L’Algérie a annoncé une nouvelle étape dans un projet énergétique stratégique reliant le Nigeria à l’Europe via le Niger. Lundi à Alger, le président Abdelmadjid Tebboune a évoqué un calendrier pour le lancement des travaux, en présence de son homologue nigérien Abdourahamane Tchiani. Cette décision intervient après une période de tensions entre les deux pays. Elle s’inscrit dans un contexte de compétition énergétique en Afrique, où plusieurs corridors gaziers sont en développement. En toile de fond, l’accès au marché européen constitue un enjeu majeur.

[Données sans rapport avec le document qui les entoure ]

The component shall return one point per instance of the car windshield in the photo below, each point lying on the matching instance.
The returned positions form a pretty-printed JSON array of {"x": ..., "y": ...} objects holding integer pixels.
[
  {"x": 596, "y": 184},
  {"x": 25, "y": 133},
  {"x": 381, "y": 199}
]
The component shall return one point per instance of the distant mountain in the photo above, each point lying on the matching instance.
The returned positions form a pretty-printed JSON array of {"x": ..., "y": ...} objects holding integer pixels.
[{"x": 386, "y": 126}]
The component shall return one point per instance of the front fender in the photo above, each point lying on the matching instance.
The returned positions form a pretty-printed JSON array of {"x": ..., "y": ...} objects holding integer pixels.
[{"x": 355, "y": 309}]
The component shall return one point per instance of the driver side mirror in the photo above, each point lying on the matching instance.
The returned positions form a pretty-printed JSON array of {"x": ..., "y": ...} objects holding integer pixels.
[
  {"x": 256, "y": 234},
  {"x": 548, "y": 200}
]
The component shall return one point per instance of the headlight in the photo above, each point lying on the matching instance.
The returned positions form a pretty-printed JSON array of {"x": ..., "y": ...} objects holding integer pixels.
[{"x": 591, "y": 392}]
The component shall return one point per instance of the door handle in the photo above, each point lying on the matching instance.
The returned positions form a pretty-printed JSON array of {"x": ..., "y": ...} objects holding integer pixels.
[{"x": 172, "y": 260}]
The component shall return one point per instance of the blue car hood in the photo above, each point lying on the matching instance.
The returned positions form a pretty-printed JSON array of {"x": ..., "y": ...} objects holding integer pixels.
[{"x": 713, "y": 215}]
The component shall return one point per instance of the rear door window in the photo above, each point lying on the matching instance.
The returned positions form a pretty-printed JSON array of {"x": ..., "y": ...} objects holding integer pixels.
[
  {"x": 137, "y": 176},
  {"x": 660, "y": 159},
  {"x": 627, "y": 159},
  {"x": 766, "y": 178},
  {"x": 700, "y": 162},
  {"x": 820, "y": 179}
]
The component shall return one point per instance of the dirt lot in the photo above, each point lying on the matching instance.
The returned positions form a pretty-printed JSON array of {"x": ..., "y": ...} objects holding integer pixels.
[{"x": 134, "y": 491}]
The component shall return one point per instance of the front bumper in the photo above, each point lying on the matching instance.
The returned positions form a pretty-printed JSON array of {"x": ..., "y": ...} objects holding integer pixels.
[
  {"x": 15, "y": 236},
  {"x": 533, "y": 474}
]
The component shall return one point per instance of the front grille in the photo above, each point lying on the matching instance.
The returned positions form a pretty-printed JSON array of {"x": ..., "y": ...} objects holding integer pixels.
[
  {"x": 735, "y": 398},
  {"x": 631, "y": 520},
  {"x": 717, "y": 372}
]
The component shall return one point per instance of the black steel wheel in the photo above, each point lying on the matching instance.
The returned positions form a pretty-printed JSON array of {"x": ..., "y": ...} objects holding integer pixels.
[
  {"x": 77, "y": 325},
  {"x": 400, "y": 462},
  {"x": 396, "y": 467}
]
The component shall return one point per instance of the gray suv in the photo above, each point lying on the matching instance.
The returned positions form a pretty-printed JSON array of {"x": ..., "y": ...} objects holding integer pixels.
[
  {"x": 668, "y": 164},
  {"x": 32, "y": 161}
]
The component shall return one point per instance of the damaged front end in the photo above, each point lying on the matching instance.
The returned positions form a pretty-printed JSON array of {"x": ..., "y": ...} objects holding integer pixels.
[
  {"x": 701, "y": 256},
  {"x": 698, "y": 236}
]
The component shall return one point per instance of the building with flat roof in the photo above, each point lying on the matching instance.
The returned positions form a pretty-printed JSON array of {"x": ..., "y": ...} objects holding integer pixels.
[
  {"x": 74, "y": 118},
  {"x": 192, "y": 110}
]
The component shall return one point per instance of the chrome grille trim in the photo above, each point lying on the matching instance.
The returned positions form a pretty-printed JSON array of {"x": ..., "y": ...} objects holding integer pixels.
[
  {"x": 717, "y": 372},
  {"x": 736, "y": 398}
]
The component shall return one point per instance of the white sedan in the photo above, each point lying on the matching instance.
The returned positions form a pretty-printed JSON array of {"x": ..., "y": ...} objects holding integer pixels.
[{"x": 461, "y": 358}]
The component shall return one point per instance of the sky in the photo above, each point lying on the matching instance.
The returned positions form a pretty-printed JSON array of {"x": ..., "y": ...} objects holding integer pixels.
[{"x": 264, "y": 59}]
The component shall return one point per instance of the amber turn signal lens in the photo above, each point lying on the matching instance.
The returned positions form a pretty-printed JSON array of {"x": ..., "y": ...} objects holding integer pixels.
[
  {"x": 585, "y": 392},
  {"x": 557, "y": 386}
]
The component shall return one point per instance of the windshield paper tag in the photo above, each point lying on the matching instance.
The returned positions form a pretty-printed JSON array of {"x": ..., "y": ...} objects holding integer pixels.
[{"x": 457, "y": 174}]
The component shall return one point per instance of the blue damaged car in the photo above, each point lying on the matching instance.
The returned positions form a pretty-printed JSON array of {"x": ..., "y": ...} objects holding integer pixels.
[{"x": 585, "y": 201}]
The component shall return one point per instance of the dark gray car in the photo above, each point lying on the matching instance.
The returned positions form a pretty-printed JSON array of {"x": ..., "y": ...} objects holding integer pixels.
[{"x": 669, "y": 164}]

L’Algérie a relancé son ambition de devenir un acteur central du transport de gaz africain vers l’Europe. À Alger, le président Abdelmadjid Tebboune a annoncé l’ouverture prochaine d’une nouvelle phase du gazoduc transsaharien, un projet d’envergure destiné à traverser le Niger rapporte l’agence Anadolu. Cette déclaration est intervenue à l’issue d’une rencontre avec le chef de l’État nigérien Abdourahamane Tchiani, marquant un rapprochement entre les deux pays après plusieurs mois de relations tendues.
Selon les autorités algériennes, le lancement des travaux devrait intervenir après le mois de Ramadan. Le chef de l’État a précisé que la compagnie nationale Sonatrach sera en première ligne pour la réalisation du chantier, notamment en assurant le démarrage de la pose des infrastructures sur le territoire nigérien. Ce signal politique confirme la volonté d’Alger d’accélérer un projet longtemps évoqué mais resté en suspens en raison de contraintes sécuritaires et financières.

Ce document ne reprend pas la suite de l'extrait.